I talked to a friend about these posts yesterday, and he said all of it is sleazy, including my way, no matter how you word it. Girls will know what you’re trying to do and will see right through you. I disagreed. The stuff I’m typing would (and has) worked on me, even if no one else, because I feel that it is coming from a genuine place. The guy is not trying to 1) chisel away at my self-esteem, and 2) there is less awkwardness because I am the one who will approach him if I’m interested in more (as opposed to him showering me with attention and me giving strong hints that I’m not interested). Even if I THINK he’s saying/doing stuff to try to get in my pants, he is still not trying to make me feel bad about myself and he’s not harassing me, so why should it bother me? It wouldn’t. I have a few friends who are guys that I could tell were interested in me, but luckily they got the hint pretty quickly and we continued to be friends. There was no awkward “talk” about how they wanted to date me and me saying, sorry, let’s just stay friends. They had enough sense to get my hints and leave it alone. The guys I’m thinking of are all happily attached now, and no, would not try to come on to me if we were alone together.

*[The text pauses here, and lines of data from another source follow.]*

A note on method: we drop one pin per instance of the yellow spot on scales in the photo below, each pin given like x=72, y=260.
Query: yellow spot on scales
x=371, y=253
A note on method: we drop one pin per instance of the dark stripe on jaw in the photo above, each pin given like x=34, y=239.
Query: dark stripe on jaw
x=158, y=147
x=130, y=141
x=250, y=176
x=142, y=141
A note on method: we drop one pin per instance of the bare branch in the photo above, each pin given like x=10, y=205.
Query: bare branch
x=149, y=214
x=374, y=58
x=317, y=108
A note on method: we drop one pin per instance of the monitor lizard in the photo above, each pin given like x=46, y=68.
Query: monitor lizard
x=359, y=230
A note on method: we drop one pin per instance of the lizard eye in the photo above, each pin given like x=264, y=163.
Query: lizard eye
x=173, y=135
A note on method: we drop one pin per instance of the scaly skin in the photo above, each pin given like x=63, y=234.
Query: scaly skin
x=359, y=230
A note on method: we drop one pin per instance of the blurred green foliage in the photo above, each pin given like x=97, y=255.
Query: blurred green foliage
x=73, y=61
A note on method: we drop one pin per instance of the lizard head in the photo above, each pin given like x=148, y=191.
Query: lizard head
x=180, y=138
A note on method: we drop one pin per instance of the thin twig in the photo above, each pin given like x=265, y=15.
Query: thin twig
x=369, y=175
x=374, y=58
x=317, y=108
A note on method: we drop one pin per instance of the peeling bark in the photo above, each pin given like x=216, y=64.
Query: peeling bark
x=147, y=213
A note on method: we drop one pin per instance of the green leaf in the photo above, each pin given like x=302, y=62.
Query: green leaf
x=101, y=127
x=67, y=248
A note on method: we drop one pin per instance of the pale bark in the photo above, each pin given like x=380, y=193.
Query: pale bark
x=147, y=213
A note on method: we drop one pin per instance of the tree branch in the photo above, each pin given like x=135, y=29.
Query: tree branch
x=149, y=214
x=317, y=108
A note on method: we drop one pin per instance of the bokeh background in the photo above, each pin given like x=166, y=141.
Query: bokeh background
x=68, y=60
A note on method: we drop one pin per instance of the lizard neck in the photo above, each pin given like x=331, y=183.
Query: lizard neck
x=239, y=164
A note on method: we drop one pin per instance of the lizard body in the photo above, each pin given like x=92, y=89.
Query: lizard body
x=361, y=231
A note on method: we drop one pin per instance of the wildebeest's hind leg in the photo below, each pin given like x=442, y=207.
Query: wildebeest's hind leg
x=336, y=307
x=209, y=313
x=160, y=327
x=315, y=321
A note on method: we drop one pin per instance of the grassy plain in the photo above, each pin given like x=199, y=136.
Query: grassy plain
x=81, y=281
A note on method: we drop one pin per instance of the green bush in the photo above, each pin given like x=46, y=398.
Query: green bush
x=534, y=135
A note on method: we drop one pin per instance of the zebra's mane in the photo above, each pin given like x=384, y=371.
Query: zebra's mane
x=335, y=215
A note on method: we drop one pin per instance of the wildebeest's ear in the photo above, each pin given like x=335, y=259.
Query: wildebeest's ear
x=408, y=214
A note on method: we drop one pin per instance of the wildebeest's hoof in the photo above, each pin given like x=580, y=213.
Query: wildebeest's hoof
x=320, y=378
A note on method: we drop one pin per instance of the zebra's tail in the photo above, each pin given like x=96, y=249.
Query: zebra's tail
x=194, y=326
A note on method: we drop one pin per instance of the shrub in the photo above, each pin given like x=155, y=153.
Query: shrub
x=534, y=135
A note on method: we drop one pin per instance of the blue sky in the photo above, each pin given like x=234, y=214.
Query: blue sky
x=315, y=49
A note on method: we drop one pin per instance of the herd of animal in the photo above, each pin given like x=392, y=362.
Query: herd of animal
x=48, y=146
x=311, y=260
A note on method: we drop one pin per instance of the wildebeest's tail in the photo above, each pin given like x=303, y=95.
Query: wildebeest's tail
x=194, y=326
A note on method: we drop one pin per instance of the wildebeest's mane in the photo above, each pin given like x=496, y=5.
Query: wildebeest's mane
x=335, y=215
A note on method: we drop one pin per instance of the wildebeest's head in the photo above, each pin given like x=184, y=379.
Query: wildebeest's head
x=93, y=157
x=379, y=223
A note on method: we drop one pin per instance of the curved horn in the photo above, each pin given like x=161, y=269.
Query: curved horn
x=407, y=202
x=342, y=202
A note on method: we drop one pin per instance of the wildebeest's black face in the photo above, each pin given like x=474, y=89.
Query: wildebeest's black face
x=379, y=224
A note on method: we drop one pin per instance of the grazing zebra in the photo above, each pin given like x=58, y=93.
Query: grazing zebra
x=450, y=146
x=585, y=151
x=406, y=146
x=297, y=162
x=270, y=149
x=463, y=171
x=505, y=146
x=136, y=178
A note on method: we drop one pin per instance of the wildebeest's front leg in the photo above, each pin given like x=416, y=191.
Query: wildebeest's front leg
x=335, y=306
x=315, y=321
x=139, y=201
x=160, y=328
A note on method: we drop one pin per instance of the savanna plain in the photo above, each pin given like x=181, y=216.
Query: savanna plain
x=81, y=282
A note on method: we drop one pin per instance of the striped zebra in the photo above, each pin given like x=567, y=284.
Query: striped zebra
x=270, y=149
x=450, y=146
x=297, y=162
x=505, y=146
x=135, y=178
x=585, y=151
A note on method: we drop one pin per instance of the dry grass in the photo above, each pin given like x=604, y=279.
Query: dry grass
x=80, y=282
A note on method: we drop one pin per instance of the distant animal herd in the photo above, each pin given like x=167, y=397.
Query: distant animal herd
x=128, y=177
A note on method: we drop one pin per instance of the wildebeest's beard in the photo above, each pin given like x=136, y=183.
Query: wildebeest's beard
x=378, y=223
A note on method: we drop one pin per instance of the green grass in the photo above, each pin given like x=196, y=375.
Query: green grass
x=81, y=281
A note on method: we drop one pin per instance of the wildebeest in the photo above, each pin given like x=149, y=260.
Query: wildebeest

One Response to “Part 5: How is what you’re writing any different from every other technique out there?”

  • Rhotomago Says:

    I can sympathize with your nice guy friend who finds all of this dating stuff terribly sleazy.Whenever any of my own female friends are approached by romantic suitors (who are not me)I’m always appalled at the sordidness of such brazen shenanigans.Strangely enough for someone who is so critical of the intenions of other males I’ve always felt my own motivations to be entirely innocent.